FANNO: Augmenting High-Quality Instruction Data with Open-Sourced LLMs Only

He Zhu,Junyou Su,Tianle Lun,Yicheng Tao,Wenjia Zhang,Zipei Fan,Guanhua Chen
2024-08-02
Abstract:Instruction fine-tuning stands as a crucial advancement in leveraging large language models (LLMs) for enhanced task performance. However, the annotation of instruction datasets has traditionally been expensive and laborious, often relying on manual annotations or costly API calls of proprietary LLMs. To address these challenges, we introduce FANNO, a fully autonomous, open-sourced framework that revolutionizes the annotation process without the need for pre-existing annotated data. Utilizing a Mistral-7b-instruct model, FANNO efficiently produces diverse and high-quality datasets through a structured process involving document pre-screening, instruction generation, and response generation. Experiments on Open LLM Leaderboard and AlpacaEval benchmark show that the FANNO can generate high-quality data with diversity and complexity for free, comparable to human-annotated or cleaned datasets like Alpaca-GPT4-Cleaned.
Computation and Language
What problem does this paper attempt to address?

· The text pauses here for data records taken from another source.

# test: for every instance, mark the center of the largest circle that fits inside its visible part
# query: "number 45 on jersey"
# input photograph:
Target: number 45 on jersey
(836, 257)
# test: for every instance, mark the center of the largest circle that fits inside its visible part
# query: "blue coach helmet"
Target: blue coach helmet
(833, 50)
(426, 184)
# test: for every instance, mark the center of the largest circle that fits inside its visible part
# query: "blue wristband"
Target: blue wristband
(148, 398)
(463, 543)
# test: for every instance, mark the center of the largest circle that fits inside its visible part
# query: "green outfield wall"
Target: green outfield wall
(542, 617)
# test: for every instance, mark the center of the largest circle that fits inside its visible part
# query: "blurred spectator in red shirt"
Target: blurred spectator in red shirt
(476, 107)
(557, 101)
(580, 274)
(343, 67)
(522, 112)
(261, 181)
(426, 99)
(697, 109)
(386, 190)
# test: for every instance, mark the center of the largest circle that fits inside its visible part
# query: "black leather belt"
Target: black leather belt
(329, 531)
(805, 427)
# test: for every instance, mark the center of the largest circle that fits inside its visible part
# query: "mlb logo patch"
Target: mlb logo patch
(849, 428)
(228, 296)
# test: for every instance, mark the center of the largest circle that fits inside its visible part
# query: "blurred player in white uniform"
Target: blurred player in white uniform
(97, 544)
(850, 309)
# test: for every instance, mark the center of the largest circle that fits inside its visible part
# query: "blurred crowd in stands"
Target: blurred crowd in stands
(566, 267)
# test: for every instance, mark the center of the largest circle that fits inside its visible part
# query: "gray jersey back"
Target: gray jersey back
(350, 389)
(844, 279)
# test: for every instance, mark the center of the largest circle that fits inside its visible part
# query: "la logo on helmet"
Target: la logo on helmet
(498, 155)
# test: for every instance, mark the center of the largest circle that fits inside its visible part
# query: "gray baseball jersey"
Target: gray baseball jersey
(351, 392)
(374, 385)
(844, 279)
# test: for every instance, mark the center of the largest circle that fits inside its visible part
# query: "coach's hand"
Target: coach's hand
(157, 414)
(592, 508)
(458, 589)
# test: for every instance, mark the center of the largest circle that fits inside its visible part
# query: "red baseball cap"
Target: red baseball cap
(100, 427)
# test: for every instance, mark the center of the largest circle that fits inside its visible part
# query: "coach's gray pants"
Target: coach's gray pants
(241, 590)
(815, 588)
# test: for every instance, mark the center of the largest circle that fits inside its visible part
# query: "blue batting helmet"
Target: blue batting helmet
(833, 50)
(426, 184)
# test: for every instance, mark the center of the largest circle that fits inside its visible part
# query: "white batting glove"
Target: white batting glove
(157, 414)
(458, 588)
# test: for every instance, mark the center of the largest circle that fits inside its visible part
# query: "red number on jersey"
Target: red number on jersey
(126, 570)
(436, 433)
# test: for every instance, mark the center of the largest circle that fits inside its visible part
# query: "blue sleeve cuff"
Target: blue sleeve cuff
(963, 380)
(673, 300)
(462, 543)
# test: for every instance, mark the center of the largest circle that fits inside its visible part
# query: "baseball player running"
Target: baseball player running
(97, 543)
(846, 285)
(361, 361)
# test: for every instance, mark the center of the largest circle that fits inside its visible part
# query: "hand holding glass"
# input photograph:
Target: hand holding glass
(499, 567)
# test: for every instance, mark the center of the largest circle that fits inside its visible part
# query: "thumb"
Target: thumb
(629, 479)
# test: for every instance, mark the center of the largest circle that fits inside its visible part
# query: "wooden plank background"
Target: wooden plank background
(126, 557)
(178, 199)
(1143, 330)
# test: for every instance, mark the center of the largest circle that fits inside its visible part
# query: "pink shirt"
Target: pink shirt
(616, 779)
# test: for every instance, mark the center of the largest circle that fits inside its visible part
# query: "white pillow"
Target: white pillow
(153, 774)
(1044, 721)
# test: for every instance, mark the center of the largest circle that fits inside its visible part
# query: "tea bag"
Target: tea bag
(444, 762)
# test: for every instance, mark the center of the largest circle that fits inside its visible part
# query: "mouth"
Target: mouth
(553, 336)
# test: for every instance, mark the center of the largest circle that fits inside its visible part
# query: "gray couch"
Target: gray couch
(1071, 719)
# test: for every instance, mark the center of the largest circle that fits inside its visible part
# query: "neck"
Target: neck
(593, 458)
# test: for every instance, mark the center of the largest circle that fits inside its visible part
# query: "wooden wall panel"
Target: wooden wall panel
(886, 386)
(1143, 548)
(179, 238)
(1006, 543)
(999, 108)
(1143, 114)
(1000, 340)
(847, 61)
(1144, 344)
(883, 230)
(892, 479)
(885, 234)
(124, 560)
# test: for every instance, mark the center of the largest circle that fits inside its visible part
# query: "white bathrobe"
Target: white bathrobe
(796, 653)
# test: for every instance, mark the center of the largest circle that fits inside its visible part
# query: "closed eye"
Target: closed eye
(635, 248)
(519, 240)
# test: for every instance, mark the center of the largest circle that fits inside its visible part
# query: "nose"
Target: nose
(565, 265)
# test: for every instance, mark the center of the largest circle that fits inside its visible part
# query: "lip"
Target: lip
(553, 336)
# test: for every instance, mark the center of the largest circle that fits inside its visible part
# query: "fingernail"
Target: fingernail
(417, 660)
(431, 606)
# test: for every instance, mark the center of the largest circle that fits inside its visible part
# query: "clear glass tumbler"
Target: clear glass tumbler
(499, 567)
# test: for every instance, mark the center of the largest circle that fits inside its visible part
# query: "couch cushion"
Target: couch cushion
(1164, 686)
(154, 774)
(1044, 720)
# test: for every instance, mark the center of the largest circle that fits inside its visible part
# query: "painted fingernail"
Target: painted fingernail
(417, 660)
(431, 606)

### The Problem This Paper Aims to Solve This paper aims to address the expensive and time-consuming issues present in the process of high-quality instruction data annotation. Specifically: 1. **Limitations of Traditional Annotation Methods**: - Current manual annotation methods are costly and can lead to inconsistent data quality, especially in terms of diversity and complexity. - The cost of using proprietary large language models (such as GPT-4) for API calls is also very high. 2. **Shortcomings of Existing Automatic Annotation Frameworks**: - Existing automatic annotation frameworks either rely on expensive API calls or require manually created seed datasets, making it difficult to achieve ideal results in terms of diversity and complexity. To tackle these issues, the paper proposes the FANNO framework, a fully autonomous, open-source framework capable of efficiently generating diverse and high-quality instruction datasets without the need for pre-annotated data. Through three stages—document pre-screening, instruction generation, and response generation—FANNO can significantly improve the quality and diversity of instruction data without increasing costs. Experimental results show that the datasets generated by FANNO are comparable to manually annotated datasets in terms of diversity and complexity, and even outperform them on certain metrics. This indicates that FANNO has significant advantages in instruction data generation.